NASA: Harder, colder picture of Mars emerges

Turns out that the surface of Mars is stiffer and colder than previously thought.

New observations from NASA's Mars Reconnaissance Orbiter indicate that any liquid water that might exist below the planet's surface and any possible organisms living in that water would be located deeper than scientists had suspected.NASA made the discovery was using the Shallow Radar (SHARAD) instrument on the Orbiter, which revealed long, continuous layers stretching up to 600 miles or about one-fifth the length of the United States.

The radar pictures show a smooth, flat border between the ice cap and the rocky Martian crust, NASA said. On Earth, the weight of a similar stack of ice would cause the planet's surface to sag. The fact that the Martian surface is not bending means that its strong outer shell, or lithosphere, a combination of its crust and upper mantle, must be very thick and cold.

"The lithosphere of a planet is the rigid part. On Earth, the lithosphere is the part that breaks during an earthquake," said Suzanne Smrekar, deputy project scientist for Mars Reconnaissance Orbiter at JPL in a release.

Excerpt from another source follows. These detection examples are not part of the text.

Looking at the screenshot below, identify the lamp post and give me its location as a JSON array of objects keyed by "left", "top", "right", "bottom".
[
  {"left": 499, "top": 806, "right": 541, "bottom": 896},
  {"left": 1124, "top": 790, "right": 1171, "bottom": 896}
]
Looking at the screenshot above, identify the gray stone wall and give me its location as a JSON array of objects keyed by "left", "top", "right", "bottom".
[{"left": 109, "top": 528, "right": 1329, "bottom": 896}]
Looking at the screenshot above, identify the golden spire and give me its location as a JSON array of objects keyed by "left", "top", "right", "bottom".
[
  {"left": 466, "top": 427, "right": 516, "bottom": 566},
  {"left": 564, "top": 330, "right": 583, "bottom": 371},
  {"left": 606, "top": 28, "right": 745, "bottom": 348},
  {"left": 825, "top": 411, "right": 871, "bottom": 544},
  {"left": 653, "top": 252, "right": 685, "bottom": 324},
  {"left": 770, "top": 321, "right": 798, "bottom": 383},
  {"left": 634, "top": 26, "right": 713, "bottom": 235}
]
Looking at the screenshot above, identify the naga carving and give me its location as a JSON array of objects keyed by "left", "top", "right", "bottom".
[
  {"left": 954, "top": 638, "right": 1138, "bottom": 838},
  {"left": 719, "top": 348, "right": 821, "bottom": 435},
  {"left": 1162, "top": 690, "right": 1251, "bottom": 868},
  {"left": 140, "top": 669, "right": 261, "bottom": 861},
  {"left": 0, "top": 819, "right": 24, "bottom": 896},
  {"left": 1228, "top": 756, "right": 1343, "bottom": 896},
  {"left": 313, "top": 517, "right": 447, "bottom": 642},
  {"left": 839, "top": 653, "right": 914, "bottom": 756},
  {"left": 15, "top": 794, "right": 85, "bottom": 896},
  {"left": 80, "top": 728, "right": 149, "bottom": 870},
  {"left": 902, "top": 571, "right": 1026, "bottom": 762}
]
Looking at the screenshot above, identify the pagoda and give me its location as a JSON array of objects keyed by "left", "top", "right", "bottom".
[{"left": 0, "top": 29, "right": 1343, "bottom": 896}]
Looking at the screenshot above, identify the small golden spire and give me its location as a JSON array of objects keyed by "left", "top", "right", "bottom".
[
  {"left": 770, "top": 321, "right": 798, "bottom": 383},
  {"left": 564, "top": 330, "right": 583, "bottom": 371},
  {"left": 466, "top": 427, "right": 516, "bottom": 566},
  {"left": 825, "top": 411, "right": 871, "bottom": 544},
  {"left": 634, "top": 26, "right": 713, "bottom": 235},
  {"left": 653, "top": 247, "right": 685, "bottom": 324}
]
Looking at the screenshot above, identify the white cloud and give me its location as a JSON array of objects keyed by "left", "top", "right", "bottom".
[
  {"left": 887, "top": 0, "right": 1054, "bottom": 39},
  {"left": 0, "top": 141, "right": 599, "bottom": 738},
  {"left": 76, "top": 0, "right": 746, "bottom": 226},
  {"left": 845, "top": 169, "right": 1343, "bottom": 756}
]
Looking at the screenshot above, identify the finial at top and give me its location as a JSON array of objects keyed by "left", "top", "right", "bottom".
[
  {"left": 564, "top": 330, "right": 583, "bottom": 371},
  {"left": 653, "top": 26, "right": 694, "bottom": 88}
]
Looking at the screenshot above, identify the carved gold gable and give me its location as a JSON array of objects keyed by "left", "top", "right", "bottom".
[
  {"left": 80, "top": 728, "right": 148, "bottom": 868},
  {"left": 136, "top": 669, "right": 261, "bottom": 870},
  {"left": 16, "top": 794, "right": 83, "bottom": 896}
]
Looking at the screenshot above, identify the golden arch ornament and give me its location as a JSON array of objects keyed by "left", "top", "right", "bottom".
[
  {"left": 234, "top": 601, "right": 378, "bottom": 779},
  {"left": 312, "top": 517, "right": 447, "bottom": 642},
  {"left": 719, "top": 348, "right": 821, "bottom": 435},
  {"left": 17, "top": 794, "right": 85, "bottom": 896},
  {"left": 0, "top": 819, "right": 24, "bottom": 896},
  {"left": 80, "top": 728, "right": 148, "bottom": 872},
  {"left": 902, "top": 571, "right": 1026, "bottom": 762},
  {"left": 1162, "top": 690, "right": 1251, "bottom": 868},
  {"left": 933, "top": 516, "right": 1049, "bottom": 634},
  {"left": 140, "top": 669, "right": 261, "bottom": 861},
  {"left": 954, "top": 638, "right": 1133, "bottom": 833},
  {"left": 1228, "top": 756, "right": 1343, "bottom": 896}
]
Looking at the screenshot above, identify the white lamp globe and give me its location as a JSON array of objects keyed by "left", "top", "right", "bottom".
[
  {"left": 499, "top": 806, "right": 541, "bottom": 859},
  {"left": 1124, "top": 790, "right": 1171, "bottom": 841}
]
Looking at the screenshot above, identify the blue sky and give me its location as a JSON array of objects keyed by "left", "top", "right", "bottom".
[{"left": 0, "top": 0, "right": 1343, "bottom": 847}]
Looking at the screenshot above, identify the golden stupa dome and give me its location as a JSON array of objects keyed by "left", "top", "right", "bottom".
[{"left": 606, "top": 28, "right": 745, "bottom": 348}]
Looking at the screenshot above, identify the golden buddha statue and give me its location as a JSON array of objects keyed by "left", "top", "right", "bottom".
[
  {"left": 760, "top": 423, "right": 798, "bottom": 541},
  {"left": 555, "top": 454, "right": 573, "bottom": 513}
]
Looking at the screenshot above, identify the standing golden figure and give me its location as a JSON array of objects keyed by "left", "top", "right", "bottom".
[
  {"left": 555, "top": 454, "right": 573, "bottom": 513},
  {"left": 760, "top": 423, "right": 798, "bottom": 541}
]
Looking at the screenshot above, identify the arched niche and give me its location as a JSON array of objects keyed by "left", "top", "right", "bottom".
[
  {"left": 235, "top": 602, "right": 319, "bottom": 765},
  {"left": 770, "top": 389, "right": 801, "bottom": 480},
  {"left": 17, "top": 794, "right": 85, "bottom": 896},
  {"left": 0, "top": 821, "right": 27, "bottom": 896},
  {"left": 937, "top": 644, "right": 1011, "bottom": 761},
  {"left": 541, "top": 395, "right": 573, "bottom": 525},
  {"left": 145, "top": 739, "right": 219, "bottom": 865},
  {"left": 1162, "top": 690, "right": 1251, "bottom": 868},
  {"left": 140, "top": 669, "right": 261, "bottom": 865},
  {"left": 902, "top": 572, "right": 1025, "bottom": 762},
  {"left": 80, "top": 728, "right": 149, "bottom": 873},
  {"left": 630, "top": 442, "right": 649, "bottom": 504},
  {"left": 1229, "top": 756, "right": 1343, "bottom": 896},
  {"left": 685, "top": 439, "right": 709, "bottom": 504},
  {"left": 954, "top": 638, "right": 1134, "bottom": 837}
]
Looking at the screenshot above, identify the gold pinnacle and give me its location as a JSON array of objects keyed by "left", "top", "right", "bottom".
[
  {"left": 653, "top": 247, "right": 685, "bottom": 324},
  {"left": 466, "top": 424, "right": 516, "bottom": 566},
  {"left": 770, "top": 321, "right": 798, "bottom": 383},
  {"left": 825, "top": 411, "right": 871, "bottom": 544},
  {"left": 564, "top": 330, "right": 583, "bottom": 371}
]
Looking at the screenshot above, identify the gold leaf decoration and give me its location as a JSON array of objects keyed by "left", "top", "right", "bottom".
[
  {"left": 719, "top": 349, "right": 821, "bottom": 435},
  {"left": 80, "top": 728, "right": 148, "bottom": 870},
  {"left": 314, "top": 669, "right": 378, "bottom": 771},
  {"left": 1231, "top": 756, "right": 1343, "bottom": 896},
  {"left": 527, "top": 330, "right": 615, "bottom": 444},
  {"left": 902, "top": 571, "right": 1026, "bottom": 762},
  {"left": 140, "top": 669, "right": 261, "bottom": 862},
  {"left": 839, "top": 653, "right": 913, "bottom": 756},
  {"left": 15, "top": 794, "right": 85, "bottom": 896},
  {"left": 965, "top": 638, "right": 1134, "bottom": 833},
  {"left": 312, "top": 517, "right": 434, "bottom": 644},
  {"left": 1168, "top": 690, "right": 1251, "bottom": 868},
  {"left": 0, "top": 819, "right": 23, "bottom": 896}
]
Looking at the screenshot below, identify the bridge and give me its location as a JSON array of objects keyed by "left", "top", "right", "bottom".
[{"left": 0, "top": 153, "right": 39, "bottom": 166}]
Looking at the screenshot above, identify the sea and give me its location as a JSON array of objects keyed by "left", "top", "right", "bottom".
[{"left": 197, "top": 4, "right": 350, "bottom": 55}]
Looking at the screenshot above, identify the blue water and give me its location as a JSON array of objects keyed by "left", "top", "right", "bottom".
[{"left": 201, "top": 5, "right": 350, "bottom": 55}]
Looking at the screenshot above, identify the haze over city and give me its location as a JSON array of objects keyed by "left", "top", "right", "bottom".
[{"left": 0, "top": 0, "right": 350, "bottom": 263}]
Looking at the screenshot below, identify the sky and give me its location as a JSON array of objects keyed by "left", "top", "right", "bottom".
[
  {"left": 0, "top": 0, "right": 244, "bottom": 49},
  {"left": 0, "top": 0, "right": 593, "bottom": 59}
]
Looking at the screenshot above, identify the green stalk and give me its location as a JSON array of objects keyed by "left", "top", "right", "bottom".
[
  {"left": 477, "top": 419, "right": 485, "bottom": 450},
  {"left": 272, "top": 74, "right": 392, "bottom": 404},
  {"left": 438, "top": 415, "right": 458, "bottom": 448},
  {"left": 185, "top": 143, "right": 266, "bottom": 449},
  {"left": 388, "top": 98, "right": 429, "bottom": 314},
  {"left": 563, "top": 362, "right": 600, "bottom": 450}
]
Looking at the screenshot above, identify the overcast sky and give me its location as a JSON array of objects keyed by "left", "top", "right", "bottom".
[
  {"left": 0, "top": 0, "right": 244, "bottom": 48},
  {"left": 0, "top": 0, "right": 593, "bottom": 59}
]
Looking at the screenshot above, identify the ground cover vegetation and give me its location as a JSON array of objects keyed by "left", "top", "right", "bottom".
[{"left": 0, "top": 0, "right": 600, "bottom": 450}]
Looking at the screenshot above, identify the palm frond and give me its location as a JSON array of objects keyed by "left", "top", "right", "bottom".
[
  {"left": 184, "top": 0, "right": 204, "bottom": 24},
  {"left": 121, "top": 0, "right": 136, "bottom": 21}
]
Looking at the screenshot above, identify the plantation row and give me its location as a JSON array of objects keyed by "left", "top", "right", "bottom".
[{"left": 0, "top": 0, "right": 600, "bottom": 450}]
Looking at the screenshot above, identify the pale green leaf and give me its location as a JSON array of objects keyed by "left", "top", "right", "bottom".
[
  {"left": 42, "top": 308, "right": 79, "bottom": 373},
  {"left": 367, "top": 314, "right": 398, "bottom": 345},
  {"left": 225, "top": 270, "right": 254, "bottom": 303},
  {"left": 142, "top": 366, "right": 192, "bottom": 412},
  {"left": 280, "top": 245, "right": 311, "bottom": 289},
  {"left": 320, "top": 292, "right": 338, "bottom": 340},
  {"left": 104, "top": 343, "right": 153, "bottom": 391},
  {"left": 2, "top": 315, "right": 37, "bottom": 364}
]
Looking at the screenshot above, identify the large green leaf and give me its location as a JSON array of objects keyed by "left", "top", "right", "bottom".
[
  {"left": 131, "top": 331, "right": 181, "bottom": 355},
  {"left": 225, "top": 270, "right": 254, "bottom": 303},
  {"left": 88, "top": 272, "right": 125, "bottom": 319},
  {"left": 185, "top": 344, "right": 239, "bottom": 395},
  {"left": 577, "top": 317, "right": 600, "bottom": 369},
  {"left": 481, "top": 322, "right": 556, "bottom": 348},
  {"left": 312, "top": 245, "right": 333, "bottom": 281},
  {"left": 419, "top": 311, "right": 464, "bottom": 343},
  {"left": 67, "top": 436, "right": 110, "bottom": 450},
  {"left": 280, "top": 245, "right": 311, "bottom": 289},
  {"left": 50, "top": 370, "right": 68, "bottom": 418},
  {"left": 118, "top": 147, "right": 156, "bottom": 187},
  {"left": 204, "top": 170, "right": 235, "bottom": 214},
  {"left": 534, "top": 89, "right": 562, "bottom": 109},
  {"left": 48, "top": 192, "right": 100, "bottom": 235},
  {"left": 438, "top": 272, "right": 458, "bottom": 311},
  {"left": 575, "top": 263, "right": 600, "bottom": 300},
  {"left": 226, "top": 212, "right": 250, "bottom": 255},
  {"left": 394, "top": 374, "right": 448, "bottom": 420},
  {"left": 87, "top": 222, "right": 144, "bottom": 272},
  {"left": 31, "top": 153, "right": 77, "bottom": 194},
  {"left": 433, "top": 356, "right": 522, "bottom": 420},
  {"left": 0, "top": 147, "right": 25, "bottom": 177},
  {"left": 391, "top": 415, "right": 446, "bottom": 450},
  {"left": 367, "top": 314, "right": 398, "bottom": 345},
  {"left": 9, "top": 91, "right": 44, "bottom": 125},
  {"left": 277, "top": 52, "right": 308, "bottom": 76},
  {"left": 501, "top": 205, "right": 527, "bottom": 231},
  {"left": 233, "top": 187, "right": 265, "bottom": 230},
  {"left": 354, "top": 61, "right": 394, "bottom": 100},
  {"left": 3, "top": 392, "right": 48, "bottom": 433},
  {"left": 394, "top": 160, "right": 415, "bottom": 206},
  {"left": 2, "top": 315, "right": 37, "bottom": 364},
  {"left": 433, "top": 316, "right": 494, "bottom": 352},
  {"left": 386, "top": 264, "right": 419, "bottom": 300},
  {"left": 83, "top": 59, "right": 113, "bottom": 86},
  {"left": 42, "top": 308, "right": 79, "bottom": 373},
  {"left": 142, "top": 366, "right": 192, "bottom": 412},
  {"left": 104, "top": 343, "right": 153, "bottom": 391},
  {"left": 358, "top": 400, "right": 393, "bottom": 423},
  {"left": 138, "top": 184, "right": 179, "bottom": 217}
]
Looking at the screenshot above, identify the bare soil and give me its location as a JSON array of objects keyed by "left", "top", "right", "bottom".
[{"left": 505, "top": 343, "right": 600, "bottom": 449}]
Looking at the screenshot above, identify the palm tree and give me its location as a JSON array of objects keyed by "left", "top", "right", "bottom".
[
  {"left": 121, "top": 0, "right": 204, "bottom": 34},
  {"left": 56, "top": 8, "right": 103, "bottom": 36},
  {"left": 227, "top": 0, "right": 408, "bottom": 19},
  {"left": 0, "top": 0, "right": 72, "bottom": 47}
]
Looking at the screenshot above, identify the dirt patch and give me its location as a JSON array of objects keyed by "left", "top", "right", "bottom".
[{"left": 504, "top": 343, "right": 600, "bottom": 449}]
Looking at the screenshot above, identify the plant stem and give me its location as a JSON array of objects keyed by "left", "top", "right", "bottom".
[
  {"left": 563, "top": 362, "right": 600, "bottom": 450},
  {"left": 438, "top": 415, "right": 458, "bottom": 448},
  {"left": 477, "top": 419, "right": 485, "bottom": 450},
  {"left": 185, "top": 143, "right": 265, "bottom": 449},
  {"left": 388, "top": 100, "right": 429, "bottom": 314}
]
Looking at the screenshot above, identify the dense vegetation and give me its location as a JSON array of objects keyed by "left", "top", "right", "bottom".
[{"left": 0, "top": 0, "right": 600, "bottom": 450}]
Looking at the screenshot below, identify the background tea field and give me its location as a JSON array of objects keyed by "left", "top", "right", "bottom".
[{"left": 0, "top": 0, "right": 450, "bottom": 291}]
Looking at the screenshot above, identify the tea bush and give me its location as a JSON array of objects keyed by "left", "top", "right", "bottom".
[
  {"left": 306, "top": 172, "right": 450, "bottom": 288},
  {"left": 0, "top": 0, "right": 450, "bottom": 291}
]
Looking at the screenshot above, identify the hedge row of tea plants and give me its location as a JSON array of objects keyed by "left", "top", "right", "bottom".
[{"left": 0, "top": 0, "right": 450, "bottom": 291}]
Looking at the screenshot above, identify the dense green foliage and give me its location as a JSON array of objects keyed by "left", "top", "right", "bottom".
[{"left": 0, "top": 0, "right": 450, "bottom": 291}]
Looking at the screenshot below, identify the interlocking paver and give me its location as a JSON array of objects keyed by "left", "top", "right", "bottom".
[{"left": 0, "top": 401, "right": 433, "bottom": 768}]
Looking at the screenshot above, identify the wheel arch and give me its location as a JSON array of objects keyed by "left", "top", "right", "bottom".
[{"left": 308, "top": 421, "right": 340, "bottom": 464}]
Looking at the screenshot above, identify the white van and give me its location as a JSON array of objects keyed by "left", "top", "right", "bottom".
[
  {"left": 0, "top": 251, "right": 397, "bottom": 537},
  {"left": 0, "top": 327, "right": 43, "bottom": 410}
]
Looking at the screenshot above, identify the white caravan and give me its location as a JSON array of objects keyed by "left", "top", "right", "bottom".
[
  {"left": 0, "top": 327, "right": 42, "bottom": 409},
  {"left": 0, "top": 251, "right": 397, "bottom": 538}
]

Temperatures in the outer portion of a rocky planet like Mars increase with depth toward the interior. The thicker the lithosphere, the more gradually the temperatures increase. The discovery of a thicker Martian lithosphere therefore implies that any liquid water lurking in aquifers below the surface would have to be deeper than previously calculated, where temperatures are warmer. Scientists speculate that any life on Mars associated with deep aquifers also would have to be buried deeper in the interior.

The radar pictures also reveal four zones of finely spaced layers of ice and dust separated by thick layers of nearly pure ice. Scientists think this pattern of thick ice-free layers represents cycles of climate change on Mars on a time scale of roughly one million years, NASA said. The observations support the idea that the north polar ice cap is geologically active and relatively young, at about 4 million years.

More news from Mars is expected this month as NASA's Phoenix Mars Lander is scheduled to touch down on May 25 not far from the north polar ice cap. It will further investigate the history of water on Mars, and is expected to get the first up close look at ice on the Red Planet.

NASA said Phoenix will enter the top of the Martian atmosphere at almost 13,000 mph. In seven minutes, the spacecraft must complete a challenging sequence of events to slow to about 5 mph before its three legs reach the ground. Confirmation of the landing could come as early as 7:53 p.m. EDT.

"This is not a trip to grandma's house. Putting a spacecraft safely on Mars is hard and risky," said Ed Weiler, associate administrator for NASA's Science Mission Directorate at NASA Headquarters in Washington. "Internationally, fewer than half the attempts have succeeded."